As Eduardo Rodriguez walked off the mound, he couldn’t resist. He was a proud man. He had been through hard times — and not just your standard issue athletic adversity. Covid and myocarditis had taken him to a dark and scary place. The road back had been bumpy. Sometimes this year he was a dominant pitcher again; sometimes he was a nobody.
Now in the critical Game 3 of the ALCS, he had delivered the goods. After getting Carlos Correa to ground out, he had completed six good innings, a “quality start,” which was becoming a baseball relic.

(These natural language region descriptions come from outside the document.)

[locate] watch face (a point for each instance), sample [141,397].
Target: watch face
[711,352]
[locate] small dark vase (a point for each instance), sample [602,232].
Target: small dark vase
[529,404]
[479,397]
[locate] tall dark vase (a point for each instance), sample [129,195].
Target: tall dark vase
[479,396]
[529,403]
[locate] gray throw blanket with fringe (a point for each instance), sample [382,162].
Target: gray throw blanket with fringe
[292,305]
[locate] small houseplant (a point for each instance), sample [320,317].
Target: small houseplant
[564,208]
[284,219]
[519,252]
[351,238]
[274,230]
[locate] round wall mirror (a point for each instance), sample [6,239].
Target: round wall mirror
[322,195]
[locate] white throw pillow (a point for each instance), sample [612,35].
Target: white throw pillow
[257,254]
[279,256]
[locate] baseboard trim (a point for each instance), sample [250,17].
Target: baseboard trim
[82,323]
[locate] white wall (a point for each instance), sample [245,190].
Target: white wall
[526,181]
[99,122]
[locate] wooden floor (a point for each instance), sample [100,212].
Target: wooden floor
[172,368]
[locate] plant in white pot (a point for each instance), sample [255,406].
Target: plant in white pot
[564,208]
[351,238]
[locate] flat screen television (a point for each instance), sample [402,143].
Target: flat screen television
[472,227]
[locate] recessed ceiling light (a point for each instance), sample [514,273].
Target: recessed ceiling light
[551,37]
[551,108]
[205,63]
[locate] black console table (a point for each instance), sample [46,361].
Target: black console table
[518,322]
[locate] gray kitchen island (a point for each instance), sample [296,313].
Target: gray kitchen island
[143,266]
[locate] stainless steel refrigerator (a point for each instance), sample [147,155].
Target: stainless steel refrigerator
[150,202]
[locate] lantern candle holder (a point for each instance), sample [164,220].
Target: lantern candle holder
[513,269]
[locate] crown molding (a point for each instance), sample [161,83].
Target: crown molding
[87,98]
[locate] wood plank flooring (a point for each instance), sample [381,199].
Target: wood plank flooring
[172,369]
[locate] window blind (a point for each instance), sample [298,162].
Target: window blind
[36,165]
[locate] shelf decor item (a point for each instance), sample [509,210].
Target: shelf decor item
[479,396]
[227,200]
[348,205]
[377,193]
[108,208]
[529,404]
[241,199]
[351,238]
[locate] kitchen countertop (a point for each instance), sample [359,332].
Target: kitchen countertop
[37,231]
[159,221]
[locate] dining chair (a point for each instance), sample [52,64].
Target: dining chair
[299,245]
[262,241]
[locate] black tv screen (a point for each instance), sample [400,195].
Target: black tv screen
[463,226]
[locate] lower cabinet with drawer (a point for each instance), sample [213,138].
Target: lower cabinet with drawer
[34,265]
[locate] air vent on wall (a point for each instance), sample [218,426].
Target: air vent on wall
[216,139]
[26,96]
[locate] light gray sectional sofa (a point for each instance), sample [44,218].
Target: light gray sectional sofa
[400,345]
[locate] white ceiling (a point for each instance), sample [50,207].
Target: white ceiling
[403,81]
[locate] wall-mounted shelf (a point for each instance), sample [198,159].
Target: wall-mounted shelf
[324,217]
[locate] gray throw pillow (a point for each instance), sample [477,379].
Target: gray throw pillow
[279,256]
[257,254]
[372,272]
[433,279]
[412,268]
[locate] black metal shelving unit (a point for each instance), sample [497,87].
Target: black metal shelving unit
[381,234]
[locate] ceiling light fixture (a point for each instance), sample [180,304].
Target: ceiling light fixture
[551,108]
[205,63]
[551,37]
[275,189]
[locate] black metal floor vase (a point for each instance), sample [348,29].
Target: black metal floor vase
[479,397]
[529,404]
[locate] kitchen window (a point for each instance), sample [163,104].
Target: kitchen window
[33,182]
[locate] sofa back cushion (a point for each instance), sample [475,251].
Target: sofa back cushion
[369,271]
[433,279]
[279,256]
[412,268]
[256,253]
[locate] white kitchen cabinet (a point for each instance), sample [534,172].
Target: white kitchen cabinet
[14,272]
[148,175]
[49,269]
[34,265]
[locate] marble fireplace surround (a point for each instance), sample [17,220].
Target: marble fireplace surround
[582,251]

Buoyed by another offensive ambush, Rodriguez had delivered the Red Sox to the brink of victory. In that moment, soaking in the adulation from the home crowd, he couldn’t help but think of Correa’s Game 1 piece of manly arrogance, pointing to his wrist after blasting the go-ahead home run, saying that it was his time.
So Rodriguez did the same, a little piece of mockery, sweet payback.
In the dugout, Alex Cora wasn’t having any of it. He shouted at Rodriguez, and waved off the gesture emphatically. “No, no!” Cora said. “We don’t do that.”
Respect the game. Respect the opponent. Don’t give them any edge.
It was a message with a little bit of irony, to be sure. Because, of course, there was the whole Astros cheating scandal in 2017 with Cora — lest anyone forget — in the middle of it. It’s why he had to wear a scarlet A rather than his Boston B, sitting out for a year in shame. He had taken an unfair edge. Disrespected the game. Disrespected his opponent. It is part of his legacy.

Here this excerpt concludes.